Religious vocalist Mohinder Kaur Bhamra's record from 1982 of disco beats and Punjabi folk melodies is a reissued masterpiece. Recorded by her son, music producer Kuljit Bhamra, Punjabi Disco's ten tracks deliver an remarkably engaging combination of the metallic sound of electronic keyboards and drum machines with her melismatic classical Indian singing style. Electronic percussion echoes the undulating tones of the tabla, while synth lines parallels the traditional sound of the harmonium on tracks such as Pyar Mainu Kar. Meanwhile, Latin-inflected grooves is prominent on Soniya Mukh Tera, and Nainan Da Pyar De Gaya features a driving walking disco bassline. It's a club-ready hybrid created more than ten years before the rise of Asian Underground music.

5. Enji – Resonance

Mongolian vocalist Enji's soft new release, Sonor, builds upon her jazz-influenced sound to deliver some of her broadest music yet. Moving away from her background in traditional Mongolian "long song" singing, the record's selection of pieces travel from the soft jazz-pop melodics of slow-burning number Ulbar to the German-language narration lyrics and twanging guitar lines of Unadag Dugui. The album also includes a lively, funk-tinged cover of the 80s Mongolian pop hit Eejiinhee Hairaar.

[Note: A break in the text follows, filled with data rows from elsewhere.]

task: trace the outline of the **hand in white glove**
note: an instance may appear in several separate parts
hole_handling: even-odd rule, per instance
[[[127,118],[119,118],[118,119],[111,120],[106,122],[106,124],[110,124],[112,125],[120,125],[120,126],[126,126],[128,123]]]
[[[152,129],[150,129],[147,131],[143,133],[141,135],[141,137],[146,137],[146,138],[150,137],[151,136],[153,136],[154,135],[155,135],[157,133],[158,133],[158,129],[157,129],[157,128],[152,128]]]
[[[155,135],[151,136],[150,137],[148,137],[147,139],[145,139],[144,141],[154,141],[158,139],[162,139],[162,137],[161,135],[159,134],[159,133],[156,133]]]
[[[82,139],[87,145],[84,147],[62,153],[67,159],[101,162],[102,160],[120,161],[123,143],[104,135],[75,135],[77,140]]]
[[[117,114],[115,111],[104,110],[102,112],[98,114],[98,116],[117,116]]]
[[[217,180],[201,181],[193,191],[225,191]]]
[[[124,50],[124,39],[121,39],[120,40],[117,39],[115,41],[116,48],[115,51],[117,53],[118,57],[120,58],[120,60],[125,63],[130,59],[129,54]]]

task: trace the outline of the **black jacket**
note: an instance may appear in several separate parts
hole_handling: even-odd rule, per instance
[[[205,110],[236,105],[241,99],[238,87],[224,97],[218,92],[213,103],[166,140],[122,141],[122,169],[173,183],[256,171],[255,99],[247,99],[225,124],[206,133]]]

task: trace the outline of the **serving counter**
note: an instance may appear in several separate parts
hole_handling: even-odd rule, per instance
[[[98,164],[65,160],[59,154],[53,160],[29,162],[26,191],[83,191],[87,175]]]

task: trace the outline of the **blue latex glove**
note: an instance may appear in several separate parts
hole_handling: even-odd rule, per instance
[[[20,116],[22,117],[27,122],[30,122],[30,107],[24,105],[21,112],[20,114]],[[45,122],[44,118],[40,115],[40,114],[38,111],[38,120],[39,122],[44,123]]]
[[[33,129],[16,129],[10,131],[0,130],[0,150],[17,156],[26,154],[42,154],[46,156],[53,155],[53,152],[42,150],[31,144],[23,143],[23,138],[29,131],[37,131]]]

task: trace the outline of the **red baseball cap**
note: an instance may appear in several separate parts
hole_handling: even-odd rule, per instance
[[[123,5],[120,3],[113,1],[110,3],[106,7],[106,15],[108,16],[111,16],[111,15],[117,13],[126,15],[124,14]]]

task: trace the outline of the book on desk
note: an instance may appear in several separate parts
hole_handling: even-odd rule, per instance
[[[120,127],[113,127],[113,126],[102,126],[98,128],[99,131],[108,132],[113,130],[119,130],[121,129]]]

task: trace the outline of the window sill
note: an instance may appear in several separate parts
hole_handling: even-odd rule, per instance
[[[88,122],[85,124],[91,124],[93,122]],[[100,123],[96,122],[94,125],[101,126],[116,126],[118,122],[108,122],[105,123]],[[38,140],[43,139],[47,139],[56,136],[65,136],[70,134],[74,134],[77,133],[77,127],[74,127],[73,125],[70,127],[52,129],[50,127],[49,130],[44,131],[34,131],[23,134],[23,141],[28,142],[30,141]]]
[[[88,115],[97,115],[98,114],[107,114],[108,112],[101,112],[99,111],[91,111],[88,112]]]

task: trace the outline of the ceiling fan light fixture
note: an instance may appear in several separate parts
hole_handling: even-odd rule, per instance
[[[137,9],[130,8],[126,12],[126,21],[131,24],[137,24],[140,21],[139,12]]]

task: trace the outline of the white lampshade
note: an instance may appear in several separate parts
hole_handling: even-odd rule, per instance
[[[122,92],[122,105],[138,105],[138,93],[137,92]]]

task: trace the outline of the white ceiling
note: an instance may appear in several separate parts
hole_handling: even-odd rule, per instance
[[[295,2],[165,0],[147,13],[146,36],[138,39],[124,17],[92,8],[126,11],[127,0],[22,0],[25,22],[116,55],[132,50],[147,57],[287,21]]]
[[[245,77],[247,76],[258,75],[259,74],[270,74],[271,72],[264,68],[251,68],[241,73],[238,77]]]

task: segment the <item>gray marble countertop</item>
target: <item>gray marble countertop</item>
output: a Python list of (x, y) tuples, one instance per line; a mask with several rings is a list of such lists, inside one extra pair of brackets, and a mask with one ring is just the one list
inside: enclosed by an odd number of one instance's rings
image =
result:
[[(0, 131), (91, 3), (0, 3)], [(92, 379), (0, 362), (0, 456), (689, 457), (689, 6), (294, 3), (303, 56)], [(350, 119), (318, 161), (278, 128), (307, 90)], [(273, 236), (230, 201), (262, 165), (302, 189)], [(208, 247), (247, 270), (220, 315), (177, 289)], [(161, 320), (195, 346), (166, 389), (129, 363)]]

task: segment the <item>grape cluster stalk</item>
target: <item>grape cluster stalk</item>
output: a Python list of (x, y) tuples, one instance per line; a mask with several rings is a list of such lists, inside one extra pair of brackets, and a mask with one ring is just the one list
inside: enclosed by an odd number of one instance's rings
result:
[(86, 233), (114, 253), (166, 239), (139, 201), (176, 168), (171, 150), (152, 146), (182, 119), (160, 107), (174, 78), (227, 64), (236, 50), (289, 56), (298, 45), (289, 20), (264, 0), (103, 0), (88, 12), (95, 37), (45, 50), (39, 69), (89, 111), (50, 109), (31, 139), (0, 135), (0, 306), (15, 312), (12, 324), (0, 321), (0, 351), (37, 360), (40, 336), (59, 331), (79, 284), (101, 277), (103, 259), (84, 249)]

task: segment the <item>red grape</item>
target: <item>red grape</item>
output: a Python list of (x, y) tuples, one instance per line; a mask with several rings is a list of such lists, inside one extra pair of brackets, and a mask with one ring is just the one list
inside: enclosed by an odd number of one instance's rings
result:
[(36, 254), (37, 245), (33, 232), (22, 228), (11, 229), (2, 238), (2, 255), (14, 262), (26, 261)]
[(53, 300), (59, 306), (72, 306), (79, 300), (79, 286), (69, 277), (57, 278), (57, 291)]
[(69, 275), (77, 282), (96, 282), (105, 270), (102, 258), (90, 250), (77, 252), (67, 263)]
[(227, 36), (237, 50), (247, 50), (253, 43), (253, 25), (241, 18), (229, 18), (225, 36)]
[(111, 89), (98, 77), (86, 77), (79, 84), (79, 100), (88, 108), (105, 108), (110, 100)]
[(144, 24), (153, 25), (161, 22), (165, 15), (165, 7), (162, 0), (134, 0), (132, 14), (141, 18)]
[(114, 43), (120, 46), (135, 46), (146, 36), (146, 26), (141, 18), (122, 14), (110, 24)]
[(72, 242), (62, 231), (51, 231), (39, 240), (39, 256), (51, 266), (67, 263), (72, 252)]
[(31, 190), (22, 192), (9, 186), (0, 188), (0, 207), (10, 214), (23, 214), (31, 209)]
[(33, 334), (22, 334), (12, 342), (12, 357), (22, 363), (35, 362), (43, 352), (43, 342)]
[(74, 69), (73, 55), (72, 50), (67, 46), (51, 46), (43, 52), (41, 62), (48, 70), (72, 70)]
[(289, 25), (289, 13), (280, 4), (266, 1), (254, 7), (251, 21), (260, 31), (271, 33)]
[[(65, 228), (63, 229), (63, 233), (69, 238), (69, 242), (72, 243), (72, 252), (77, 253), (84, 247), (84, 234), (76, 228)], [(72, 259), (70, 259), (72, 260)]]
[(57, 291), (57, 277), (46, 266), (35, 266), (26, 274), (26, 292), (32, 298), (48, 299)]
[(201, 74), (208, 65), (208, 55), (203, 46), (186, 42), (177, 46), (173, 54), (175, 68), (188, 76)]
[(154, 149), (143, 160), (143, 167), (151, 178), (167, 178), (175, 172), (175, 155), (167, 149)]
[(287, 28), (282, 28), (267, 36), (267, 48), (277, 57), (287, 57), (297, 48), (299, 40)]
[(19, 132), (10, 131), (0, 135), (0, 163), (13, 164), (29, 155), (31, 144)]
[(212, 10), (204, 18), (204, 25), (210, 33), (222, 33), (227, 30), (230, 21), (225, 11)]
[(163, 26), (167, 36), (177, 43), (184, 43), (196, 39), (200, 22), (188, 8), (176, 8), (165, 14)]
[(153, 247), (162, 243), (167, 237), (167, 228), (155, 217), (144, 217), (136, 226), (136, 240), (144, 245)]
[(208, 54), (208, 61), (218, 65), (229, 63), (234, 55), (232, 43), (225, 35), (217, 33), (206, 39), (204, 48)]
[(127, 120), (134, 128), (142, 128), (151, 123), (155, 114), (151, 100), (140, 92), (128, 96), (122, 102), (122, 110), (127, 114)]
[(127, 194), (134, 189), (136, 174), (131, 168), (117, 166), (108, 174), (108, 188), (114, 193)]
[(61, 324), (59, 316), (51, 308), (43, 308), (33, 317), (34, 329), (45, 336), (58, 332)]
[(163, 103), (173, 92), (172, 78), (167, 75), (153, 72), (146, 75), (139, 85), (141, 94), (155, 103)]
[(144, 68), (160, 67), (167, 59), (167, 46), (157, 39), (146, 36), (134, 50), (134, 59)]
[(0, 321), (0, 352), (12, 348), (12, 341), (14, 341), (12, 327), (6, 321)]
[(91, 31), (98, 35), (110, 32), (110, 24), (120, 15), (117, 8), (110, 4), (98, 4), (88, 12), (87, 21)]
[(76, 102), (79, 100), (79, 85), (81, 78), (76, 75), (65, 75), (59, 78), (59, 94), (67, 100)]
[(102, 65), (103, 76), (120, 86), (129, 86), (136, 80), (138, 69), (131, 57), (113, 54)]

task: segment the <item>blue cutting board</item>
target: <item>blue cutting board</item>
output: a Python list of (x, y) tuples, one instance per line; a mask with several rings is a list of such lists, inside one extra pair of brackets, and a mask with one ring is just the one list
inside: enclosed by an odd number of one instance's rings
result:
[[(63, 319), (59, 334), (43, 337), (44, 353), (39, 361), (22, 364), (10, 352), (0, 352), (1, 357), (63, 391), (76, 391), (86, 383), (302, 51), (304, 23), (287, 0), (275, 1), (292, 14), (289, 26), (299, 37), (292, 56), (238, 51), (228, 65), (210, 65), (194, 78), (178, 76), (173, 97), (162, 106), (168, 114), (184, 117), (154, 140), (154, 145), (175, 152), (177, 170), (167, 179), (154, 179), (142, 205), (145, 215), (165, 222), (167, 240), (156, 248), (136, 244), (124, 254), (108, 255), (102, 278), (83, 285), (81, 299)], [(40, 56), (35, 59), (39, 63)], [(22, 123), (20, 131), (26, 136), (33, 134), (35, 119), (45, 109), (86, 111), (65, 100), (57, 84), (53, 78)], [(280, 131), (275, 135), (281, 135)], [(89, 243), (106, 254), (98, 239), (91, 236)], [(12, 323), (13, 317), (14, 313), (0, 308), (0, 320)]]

Showcasing a ensemble rather than her standard setup of guitar and bass, Sonor's sound is still close, inviting the listener into the warm soundscape of her distinctive voice.

Number Four: Derya Yıldırım and Her Band – Yarın Yoksa

Channeling the 60s heritage of Anatolian rock pioneered by groups such as Moğollar, German-Turkish singer Derya Yıldırım's new album with her band Grup Şimşek fuses the metallic twang of the amplified traditional lute with drifting Mellotron and classic soul melodies. It's a retro-70s aesthetic grounded in Yıldırım's powerful falsetto and shaped by producer Leon Michels' analogue tape sound. Yet, on classic Turkish songs such as the nursery rhyme Hop Bico and 1960s song Ceylan, the group ventures into vibrant new territory. They craft slinking, downtempo grooves and lifting vocals that impart a new, off-kilter twist to the Anatolian psychedelic style.

Number Three: Lido Pimienta – The Beauty

Sacred music, Czech harpsichord folksong and orchestral strings merge on Colombian singer Lido Pimienta's remarkable fourth album. Orchestrating music for the sixty-member Medellín Philharmonic Orchestra, Pimienta and producer Owen Pallett traverse everything from the Gregorian chants of opener Overturn (Obertura de la Luz Eterna) to the theatrical counterpoint melodies of Aún Te Quiero and the rhythmic dembow rhythms of the brass and woodwind-led El Dembow del Tiempo. Yet, it is Pim

Andrew Wilson
Andrew Wilson

A seasoned financial analyst with over a decade of experience in wealth management and investment consulting, passionate about empowering others.